The very founding of the TATA group by Jamshedji was inspired by a spirit of pride in Indian nationalism,social service and interest of all the stakeholders.Doing clean and honest business was the hallmark of Tatas from the founding days.The city of Jamshedpur is a mini model of an integrated and united India of all ethnic groups.

Successive leaders like JRD and Ratan Tata have considered themselves as Trustees of the business rather than as emperors. Self actualisation comes to them by seeing the business and the stakeholders gains rather than pampering themselves to a pompous style of living.

While the Ambanis records are perhaps the best in recent times with the lavish and most expensive living mansions something even Bill Gates or Warren Buffet(He still lives in a 40 year old 4 bedroom modest house and simple car to drive around)have not imagined and birthday gifts to kith and kin of billions of rupees.
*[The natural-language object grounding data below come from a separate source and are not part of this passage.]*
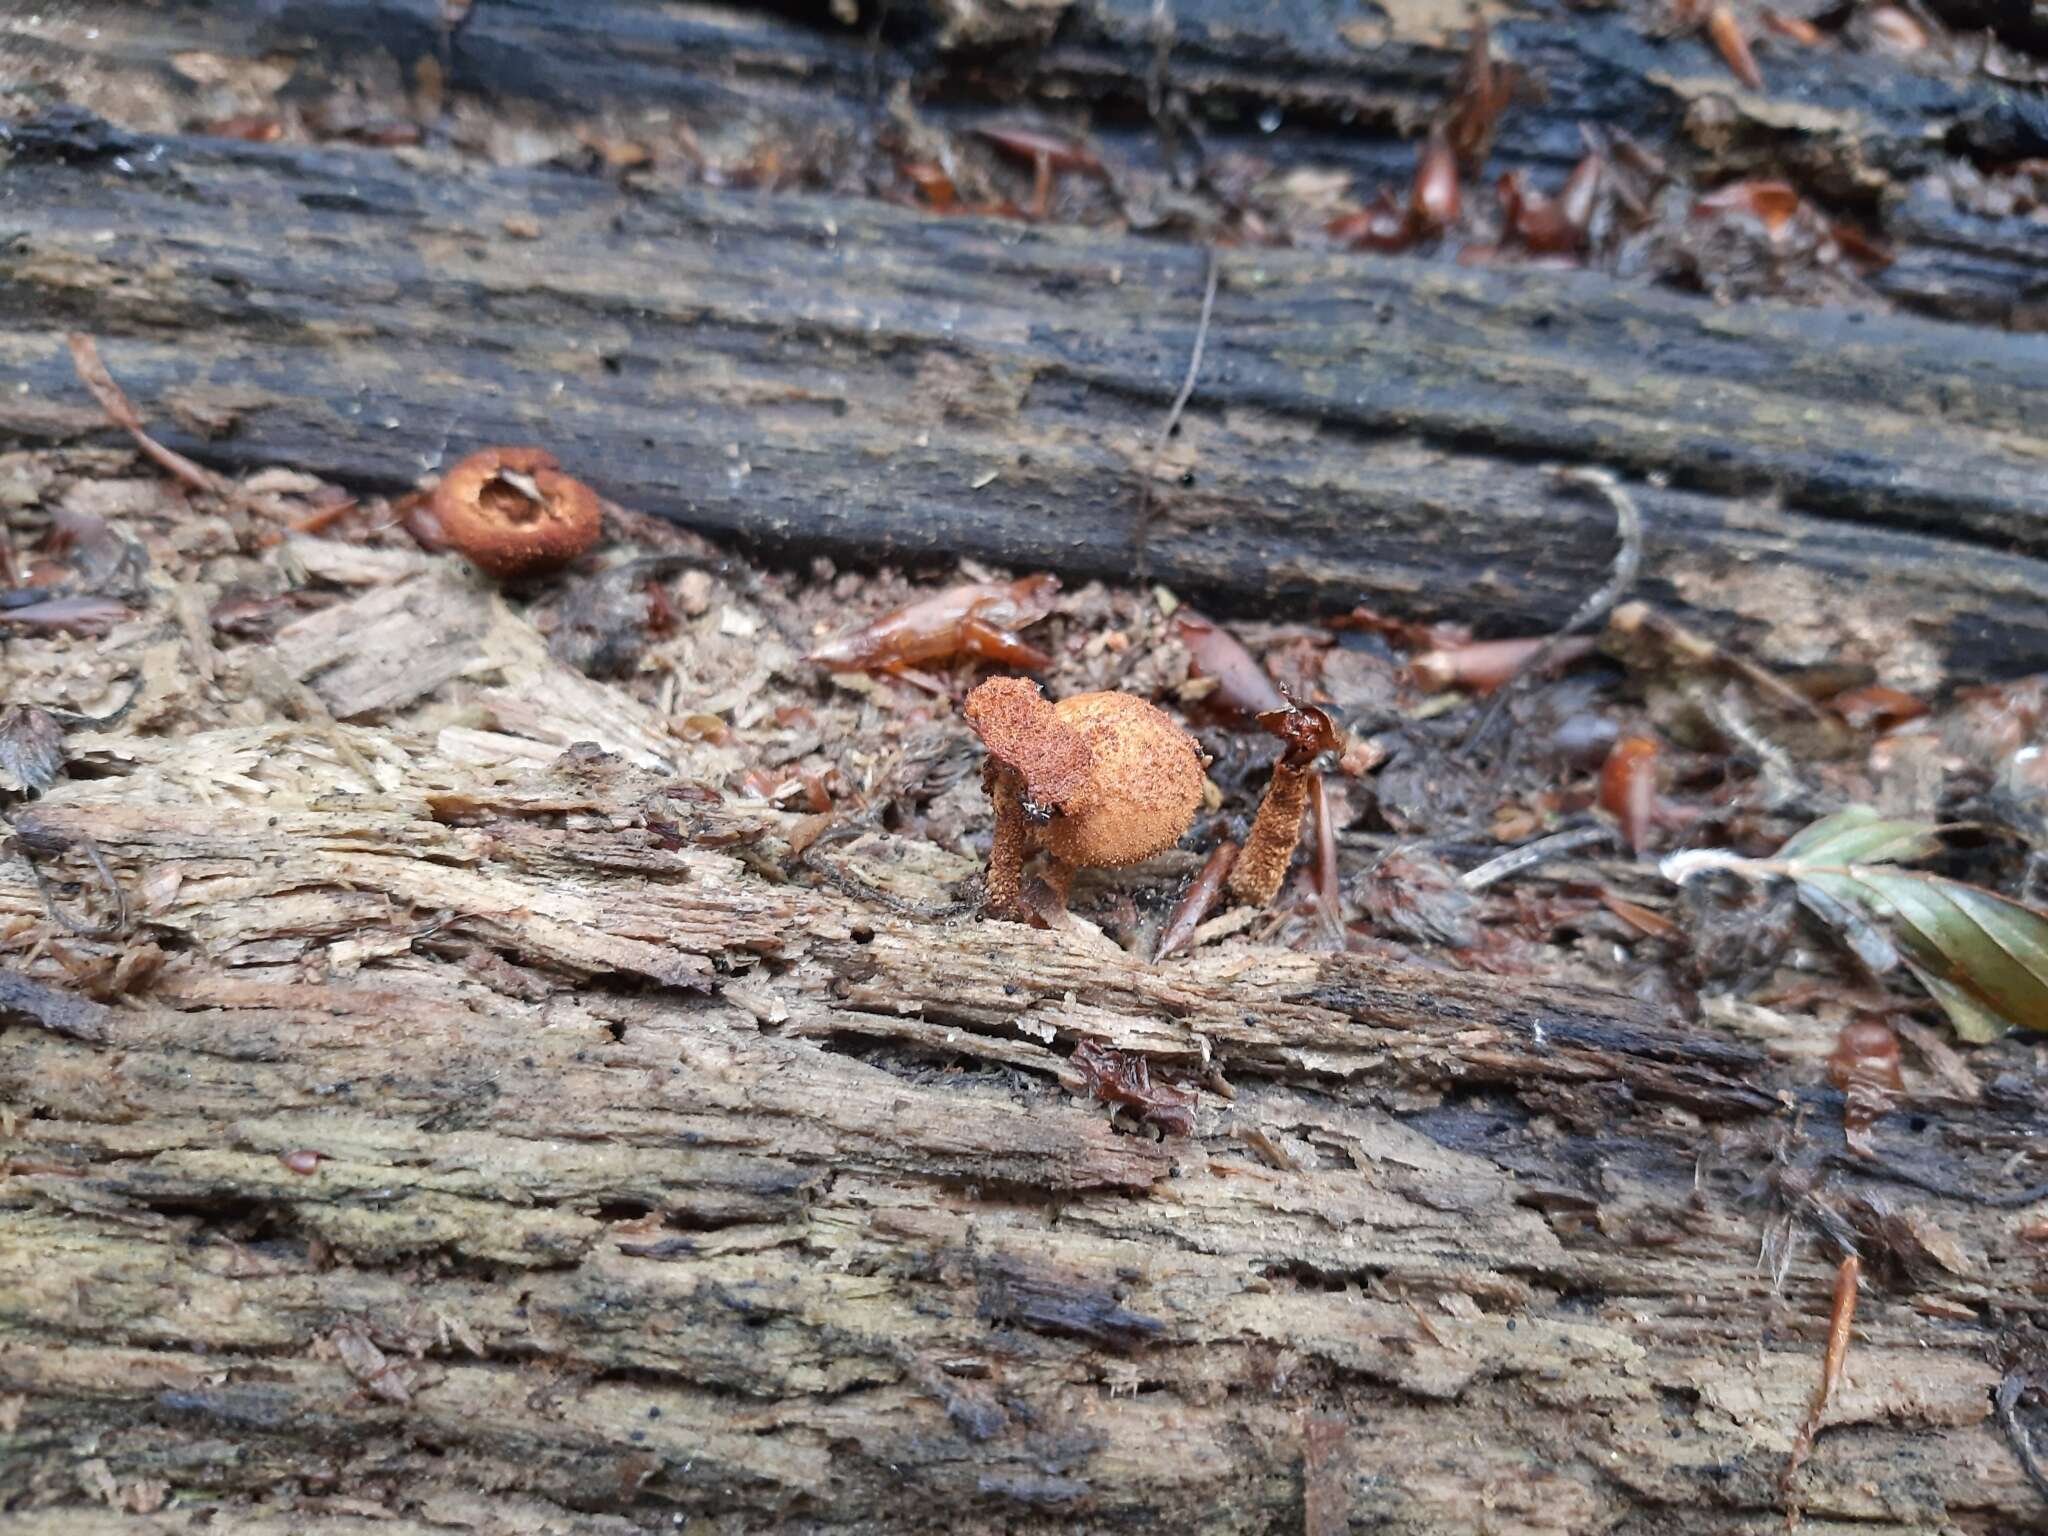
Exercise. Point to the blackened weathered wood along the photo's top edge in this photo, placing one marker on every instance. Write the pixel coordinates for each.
(1293, 85)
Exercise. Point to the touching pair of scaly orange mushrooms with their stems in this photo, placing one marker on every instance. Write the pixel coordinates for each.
(1097, 781)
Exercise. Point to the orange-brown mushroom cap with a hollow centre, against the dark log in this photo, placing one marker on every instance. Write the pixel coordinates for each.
(513, 511)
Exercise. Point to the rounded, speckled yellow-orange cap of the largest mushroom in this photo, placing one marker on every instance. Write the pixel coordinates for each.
(1144, 787)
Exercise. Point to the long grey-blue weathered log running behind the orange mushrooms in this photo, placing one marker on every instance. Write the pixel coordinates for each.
(847, 376)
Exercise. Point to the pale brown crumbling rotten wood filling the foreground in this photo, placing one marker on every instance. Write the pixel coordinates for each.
(529, 1146)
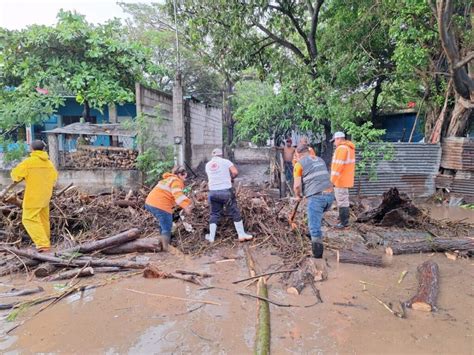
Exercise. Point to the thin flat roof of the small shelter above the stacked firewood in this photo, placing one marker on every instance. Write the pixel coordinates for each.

Well, obviously the stake holders bear the brunt of this.
There is a saying "Business is going poor and poor but business man is growing richer and richer"!!!. This is not to belittle the contribution of Reliance to indian economy in the past as Dhirubaiji kept shareholders interest in mind always high.
The current breed of leaders at Reliance may emulate the spirit of TATA that is over 100 years in successful operation.



Jun 20, 2011

It's true. I agree to it.


Azher Husain

Jun 20, 2011

It is more than High quality Management and great businesses that give the Tata name a prestige that the Ambani name cannot match. It is their high ethical standards and the attitude towards wealth. Jamshedji Tata considered the Tatas to be the custodian of nation's wealth and not the owners.We do not know what kind of house Ratan Tata lives in but everybody knows of institutions benefitting the nation built by Tata philanthrophy. It is this Karmic influence that will never let the sun set on the Tata Empire and as long as the spirit of the founding fathers permeate it.